Jerome Derradji Presents: Kill Yourself Dancing – The Story Of Sunset Records Inc. Chicago 1985-89.
Lately, there’s been a renaissance in compilations of early Chicago house music. That’s no surprise. After all, house music is nearly thirty years old. While not quite heading into its middle age, many people who were around at the birth of Chicago house are. These heady, hedonistic days are but a hazy memory. Long gone are nights of dancing till dawn in clubs and warehouses. That was another country. One maybe best hidden from children and grandchildren. It wouldn’t do for dad or mum’s wild days to be brought out in the open. Awkward questions might be asked. So we keep quiet about our eighties heydays. Sadly, all we’ve got are our memories.

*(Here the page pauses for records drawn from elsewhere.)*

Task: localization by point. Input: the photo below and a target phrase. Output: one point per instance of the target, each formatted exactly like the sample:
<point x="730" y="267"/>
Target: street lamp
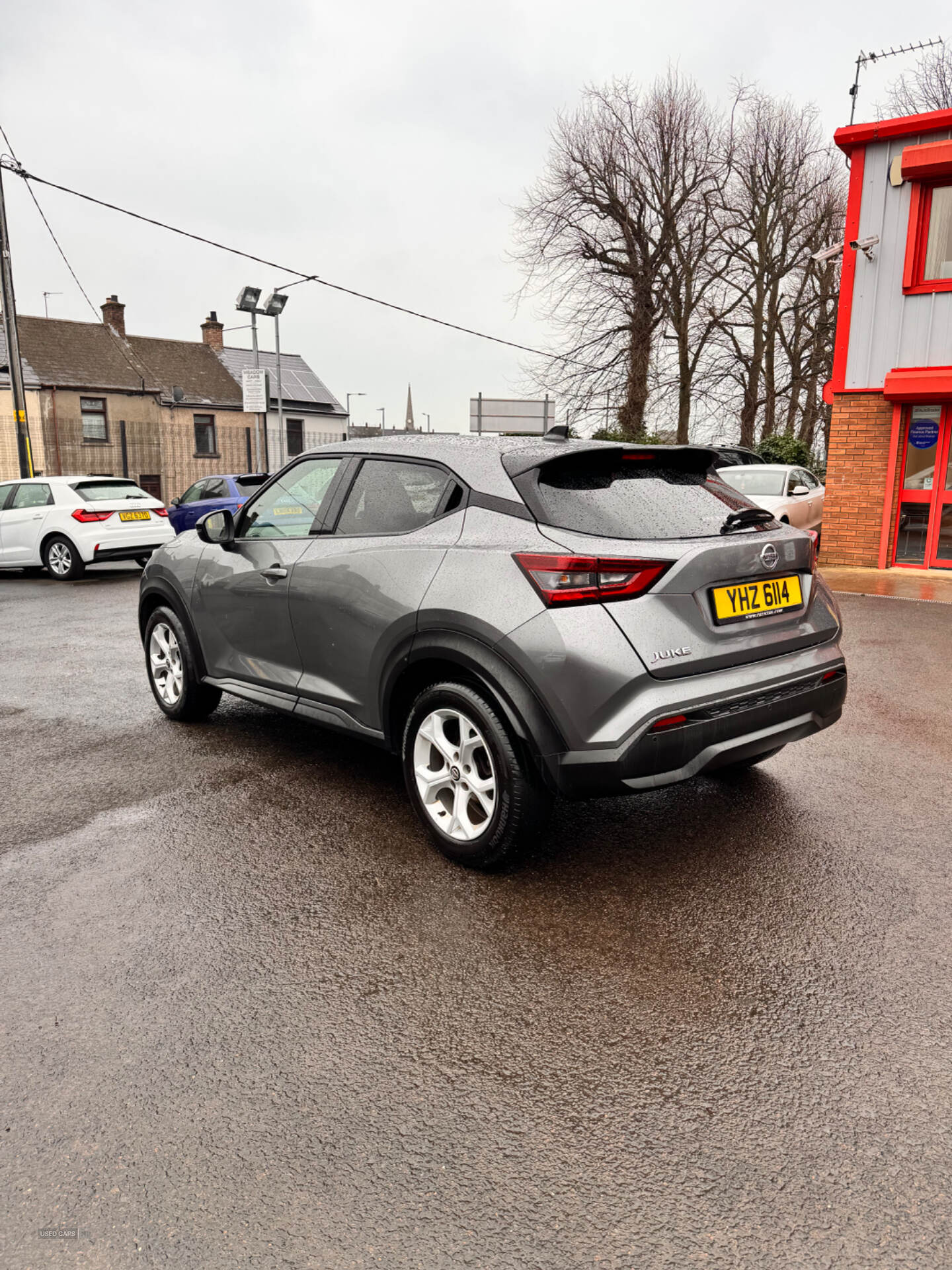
<point x="273" y="308"/>
<point x="247" y="302"/>
<point x="348" y="396"/>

Records bought back then, have long been forgotten and in some cases lost. Numerous house moves, marital breakups and late-night parties have seen to that. Then all of sudden, something triggers a memory of song. You’re back in the eighties, dancing in a club. House music being pumped out the speakers, the bass bins’ tolerance being tested. Sadly, you’ve no music from those days, no music to fuel your distant memories. Out of touch with music, you head into town, in search of a compilation to fuel your memories of dancing until dawn to Chicago house.
If you’re lucky enough, the town or city you live in, might still have an independent record shop. You head in, looking for a compilation of Chicago house. Realizing there’s a decent selection on offer, you wonder which one to choose? Like someone long out of the dating scene, you’re awkward and uneasy. You’re tempted to just quietly leave. No, you’ve come this far. Looking through the shelves there’s plenty choice. Not knowing labels, you’ve no idea if a compilation is good, bad or downright ugly. Some are held in cheap, gaudy boxes. Hardly aesthetically pleasing. Confused, you wish you’d had a look at the various magazines or checked out websites online. Then you might have a clue. Eventually, you just want out the shop. Literally choosing at random, you pay your money and leave the shop. What could’ve and should’ve been a simple choice was a traumatic experience. It shouldn’t have been. Don’t let that be you. No. Best to head out and buy Jerome Derradji Presents: Kill Yourself Dancing-The Story Of Sunset Records Inc. Chicago 1985-89, which will be released on Still Music on 19th August 2013. Why? That’s what I’ll tell you.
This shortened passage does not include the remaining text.